Estudos apontam que a falta dessa qualificação profissional é um dos fatores significativos de reincidência, ao lado de problemas já bem conhecidos, tais como desestruturação sociofamiliar, drogadição e o próprio estigma sobre os egressos. Talvez por essa rejeição, a notícia não foi alardeada como um feito do governo, como poderia ter sido. Trata-se de um acordo de cooperação técnica no qual o Ministério da Justiça encaminha presos ou egressos para as unidades de ensino credenciadas pelo Ministério da Educação. Uma iniciativa altamente elogiável, tão séria e necessária, que é de se estranhar por que não havia sido realizada ainda por governos anteriores. Afinal não se apregoa que o objetivo do sistema prisional seria a “ressocialização” dos presos?
Entre o discurso racional e as atitudes concretas há um abismo e nele encontramos emoções primitivas e inevitáveis, como anseios inconfessáveis (ou nem tanto) de vingança. Espalhados pelo país, vários programas de rádio já consagraram animadores que formam sua popularidade explorando de modo sensacionalista esse ânimo de vingança popular contra os “bandidos”. Esse sentimento “coroa” um círculo vicioso de ódios recíprocos, num clima comparável a uma guerra civil.

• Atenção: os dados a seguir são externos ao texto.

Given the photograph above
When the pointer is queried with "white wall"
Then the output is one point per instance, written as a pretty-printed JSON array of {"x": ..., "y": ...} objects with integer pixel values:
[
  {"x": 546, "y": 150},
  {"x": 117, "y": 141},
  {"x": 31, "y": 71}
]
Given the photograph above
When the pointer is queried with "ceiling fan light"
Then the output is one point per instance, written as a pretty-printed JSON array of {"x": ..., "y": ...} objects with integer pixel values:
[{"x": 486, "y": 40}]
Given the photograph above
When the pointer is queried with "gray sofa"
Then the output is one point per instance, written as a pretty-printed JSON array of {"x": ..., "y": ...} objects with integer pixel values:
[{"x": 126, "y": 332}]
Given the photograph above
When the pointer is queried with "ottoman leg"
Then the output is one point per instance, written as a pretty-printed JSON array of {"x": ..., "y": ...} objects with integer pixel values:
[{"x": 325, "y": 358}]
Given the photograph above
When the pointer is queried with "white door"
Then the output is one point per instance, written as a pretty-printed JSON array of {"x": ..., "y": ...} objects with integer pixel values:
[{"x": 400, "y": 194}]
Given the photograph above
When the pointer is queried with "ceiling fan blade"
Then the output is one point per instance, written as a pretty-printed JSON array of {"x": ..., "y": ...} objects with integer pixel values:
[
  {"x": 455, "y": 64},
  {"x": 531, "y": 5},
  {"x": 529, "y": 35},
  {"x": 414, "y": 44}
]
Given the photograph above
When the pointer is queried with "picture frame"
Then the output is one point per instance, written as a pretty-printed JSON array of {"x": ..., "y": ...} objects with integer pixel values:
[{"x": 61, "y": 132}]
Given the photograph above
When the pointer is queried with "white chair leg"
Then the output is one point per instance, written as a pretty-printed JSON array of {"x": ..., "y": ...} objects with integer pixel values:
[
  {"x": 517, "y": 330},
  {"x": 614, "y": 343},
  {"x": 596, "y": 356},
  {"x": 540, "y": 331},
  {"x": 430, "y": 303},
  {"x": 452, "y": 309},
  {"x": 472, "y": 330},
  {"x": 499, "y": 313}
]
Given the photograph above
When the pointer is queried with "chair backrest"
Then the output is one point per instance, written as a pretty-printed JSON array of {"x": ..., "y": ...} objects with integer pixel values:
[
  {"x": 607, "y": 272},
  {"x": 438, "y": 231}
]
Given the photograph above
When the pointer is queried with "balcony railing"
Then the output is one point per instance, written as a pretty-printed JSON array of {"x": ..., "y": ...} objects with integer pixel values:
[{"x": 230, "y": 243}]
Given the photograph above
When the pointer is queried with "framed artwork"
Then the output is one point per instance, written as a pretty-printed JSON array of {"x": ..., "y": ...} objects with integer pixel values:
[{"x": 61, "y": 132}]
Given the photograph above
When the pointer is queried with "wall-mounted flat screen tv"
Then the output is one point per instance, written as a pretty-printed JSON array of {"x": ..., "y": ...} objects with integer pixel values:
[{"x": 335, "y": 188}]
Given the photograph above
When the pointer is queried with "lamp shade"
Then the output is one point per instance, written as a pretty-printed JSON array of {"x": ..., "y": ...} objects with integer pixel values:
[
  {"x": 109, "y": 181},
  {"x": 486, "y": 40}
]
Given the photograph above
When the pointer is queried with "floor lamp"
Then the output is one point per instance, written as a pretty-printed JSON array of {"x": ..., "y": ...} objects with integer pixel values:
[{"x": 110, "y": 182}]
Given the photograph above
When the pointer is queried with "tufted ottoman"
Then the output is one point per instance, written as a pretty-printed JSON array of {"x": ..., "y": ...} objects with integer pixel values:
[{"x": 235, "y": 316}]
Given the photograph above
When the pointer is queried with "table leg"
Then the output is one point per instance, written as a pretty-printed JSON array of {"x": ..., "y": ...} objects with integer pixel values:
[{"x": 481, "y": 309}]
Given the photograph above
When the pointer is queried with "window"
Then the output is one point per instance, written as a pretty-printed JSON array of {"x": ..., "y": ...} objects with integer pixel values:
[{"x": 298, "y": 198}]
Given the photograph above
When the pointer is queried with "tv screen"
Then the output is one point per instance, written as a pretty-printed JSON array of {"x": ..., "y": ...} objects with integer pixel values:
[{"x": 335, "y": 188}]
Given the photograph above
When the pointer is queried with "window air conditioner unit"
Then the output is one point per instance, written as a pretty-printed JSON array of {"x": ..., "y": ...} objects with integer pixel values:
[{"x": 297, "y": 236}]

O raciocínio que justifica o ódio e a vingança é de que os presos têm de ser maltratados para “aprenderem”, uma teoria “aversiva”, como se a privação de liberdade não fosse suficiente. A pena de morte poderia ser aprovada em um plebiscito e as torturas são tacitamente aceitas, quando não explicitamente desejadas, por esse mesmo ânimo de vingança popular – análogo ao dos linchamentos. Ocorre que esses mesmos raciocínios e sentimentos são muito semelhantes aos dos próprios presos, oriundos em sua quase totalidade das camadas da população mais desprovidas de condições econômicas ou da presença do Estado, de vilas relegadas ao poder local do tráfico de drogas, por exemplo.
Criados com sentimentos diários de humilhação, o crime expressa muitas vezes um modo de vingança contra uma sociedade da qual se sentem excluídos, embora muitas vezes atinjam os membros de sua própria comunidade, no que a população chama de “chinelagem”. Isso ocorre com frequência no caso de usuários de crack – e por isso outra iniciativa governamental merece ser saudada, a do governo do Estado ao planejar uma penitenciária estruturada para atender aos presidiários que são dependentes químicos, porque sua recuperação inclui a possibilidade de tratamento dessa dependência.
Talvez não seja politicamente vantajoso para os governos alardear seus esforços de recuperação de presos e egressos, diante deste ânimo social vingativo. A sociedade precisa evoluir até cessar essa espiral de violência, pois cultivar o ódio se volta contra a própria sociedade. Não bastam ações dos governos, sem todos evoluirmos também.